The hardware video game rental business is already (almost) dead. I'd imagine we will soon see digital rentals much the same way we currently have digital film rentals.
So Microsoft makes a deal with broadband providers so that game downloads don't count towards your download limit in exchange for some % of the sale price going to the carrier.
The big games companies will then all make these contracts but include clauses that prevent them from making similar deals with smaller distributors.
At the moment, it seems the cost of bandwidth is sinking faster than new games are growing in size. And making the games yet bigger again is hitting some economic limits on the game maker's side. If you've got broadband, you've probably got enough bandwidth even without special deals. (And yes, I know that's not 100% true, which is why I said probably, but we've got at least another year and maybe two or three before this is even remotely a big deal for the XBox720, during which the bandwidth situation should continue to improve.)

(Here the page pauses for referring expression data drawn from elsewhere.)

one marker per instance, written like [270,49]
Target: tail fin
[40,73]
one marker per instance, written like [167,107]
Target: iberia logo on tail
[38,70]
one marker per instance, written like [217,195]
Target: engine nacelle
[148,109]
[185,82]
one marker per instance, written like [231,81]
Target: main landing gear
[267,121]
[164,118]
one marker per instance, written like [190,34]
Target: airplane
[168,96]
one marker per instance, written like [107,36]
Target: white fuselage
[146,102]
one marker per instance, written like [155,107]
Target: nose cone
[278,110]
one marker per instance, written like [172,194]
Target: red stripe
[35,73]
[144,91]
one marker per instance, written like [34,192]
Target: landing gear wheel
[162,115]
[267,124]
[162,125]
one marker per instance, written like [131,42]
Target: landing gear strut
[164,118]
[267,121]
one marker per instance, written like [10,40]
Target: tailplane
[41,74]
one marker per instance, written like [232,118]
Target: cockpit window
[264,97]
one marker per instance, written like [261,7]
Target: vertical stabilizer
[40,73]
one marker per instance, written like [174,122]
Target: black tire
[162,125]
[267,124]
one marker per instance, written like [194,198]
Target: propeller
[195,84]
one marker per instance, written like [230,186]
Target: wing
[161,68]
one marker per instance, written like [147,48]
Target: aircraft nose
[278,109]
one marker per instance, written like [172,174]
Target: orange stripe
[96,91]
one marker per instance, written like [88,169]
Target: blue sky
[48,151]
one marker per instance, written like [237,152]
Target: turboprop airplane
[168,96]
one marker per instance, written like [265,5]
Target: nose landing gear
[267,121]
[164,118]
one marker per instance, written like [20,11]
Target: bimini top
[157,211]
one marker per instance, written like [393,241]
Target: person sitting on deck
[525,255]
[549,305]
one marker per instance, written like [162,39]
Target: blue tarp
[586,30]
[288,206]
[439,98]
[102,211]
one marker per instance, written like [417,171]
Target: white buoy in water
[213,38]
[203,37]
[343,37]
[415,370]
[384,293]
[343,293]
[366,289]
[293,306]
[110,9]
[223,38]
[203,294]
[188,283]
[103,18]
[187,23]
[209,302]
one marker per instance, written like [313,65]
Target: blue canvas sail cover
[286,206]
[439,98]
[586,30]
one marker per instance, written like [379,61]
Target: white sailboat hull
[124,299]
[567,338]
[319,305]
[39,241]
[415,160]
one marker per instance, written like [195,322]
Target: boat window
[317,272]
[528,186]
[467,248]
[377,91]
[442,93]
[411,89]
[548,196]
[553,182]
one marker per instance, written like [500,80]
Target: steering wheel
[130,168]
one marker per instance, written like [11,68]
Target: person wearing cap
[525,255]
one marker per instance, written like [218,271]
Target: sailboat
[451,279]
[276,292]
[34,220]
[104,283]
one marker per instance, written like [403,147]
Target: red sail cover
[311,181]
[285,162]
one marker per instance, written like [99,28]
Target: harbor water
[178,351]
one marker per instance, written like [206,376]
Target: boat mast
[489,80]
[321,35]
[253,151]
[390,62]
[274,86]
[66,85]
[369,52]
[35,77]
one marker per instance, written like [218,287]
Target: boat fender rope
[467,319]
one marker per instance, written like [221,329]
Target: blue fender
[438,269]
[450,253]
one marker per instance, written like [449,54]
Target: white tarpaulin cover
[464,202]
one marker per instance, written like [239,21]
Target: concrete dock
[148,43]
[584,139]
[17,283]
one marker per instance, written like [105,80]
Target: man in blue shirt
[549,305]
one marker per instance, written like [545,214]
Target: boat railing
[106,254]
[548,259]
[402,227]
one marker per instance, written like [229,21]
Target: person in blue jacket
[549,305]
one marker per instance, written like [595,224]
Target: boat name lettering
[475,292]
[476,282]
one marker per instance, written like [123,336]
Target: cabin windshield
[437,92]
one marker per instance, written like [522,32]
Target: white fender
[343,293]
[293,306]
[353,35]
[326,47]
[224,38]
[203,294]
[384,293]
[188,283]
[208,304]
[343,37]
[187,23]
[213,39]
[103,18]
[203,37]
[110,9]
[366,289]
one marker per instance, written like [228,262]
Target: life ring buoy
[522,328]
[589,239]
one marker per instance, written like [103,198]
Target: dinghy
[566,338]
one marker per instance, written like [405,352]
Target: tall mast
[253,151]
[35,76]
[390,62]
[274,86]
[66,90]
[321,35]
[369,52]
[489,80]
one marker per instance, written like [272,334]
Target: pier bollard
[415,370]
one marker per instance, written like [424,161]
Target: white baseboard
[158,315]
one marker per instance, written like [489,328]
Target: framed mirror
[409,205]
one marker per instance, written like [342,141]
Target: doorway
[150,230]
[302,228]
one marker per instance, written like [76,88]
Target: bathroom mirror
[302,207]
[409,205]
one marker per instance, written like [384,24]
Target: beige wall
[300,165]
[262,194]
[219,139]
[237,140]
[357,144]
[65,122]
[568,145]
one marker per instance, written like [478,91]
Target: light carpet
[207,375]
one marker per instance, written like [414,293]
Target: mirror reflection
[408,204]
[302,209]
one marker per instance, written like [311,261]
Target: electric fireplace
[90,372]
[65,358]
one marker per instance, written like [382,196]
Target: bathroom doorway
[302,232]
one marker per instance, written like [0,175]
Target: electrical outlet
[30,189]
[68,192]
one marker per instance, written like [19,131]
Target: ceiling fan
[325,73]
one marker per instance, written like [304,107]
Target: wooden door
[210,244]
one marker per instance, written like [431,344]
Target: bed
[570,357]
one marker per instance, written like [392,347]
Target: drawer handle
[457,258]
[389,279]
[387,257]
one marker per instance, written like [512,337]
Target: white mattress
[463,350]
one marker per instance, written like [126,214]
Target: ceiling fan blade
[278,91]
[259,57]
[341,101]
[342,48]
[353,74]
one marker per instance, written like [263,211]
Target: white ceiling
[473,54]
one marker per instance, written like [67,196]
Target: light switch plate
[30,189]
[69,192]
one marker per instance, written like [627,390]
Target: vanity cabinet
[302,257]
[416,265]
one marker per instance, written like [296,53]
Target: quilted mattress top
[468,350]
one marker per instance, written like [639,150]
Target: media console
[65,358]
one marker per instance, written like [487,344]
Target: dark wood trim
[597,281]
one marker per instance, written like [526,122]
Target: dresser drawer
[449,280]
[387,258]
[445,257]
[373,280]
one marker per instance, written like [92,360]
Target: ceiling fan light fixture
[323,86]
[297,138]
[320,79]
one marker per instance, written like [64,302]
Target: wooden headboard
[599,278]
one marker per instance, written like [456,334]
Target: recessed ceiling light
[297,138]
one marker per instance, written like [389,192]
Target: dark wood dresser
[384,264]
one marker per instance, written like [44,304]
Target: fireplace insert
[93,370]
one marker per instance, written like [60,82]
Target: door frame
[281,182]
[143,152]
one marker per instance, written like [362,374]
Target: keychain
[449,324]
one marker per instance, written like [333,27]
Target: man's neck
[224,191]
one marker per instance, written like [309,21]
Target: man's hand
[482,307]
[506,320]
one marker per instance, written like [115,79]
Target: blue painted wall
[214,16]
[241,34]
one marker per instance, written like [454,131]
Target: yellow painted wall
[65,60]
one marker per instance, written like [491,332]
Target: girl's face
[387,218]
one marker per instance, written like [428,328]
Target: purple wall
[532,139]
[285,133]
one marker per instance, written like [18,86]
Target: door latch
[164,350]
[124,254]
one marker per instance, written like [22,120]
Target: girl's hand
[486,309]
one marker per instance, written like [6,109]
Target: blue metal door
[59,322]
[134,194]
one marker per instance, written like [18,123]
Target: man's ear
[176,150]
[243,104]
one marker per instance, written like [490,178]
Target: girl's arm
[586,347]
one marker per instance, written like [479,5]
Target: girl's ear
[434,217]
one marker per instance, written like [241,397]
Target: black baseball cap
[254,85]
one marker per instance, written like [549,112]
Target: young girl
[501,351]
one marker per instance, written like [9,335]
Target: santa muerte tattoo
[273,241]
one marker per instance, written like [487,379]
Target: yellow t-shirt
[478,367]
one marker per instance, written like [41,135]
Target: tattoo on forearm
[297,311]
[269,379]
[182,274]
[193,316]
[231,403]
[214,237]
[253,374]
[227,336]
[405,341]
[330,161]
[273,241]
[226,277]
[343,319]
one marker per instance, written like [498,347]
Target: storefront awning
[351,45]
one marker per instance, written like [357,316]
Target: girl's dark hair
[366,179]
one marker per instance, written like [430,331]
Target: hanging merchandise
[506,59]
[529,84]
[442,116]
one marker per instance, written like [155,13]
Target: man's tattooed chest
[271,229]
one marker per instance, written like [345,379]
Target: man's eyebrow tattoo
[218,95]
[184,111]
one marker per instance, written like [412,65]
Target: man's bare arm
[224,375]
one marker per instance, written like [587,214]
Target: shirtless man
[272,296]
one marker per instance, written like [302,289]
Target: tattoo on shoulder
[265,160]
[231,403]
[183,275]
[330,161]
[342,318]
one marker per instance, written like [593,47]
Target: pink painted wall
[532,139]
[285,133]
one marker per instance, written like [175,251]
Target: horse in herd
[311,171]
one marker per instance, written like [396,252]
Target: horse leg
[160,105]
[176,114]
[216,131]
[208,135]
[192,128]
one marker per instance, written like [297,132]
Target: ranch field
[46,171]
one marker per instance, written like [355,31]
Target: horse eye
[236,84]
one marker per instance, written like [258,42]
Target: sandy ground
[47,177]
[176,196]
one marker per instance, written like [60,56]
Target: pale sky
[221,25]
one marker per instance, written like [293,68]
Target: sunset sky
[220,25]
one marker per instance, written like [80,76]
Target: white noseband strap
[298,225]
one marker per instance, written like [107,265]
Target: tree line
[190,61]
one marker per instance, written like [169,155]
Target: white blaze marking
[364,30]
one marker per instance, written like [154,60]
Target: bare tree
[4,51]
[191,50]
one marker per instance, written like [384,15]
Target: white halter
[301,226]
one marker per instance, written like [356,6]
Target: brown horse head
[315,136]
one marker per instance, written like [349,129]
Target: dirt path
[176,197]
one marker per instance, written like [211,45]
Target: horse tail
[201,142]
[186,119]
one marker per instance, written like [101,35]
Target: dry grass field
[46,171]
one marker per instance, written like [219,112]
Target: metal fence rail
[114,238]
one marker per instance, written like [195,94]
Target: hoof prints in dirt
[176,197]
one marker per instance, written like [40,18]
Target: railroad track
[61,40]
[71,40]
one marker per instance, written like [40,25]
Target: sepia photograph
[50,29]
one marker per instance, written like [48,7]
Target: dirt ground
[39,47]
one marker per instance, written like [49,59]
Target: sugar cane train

Steam users are used to this. You buy a game and then wait a day while it downloads. No big deal. Steam even pre-loads some games before they're released so that you can play them immediately when they're available.
On average I'd guess that people only buy 3-4 big name games a year which are over 1-2 GB so they probably won't bust their download cap. Also lot of steam games are Indie games which are usually 300mb-1Gb. When I was younger and couldn't afford games I would rent one or two every week, if everything were to go digital that download cap would be reached in a week or two.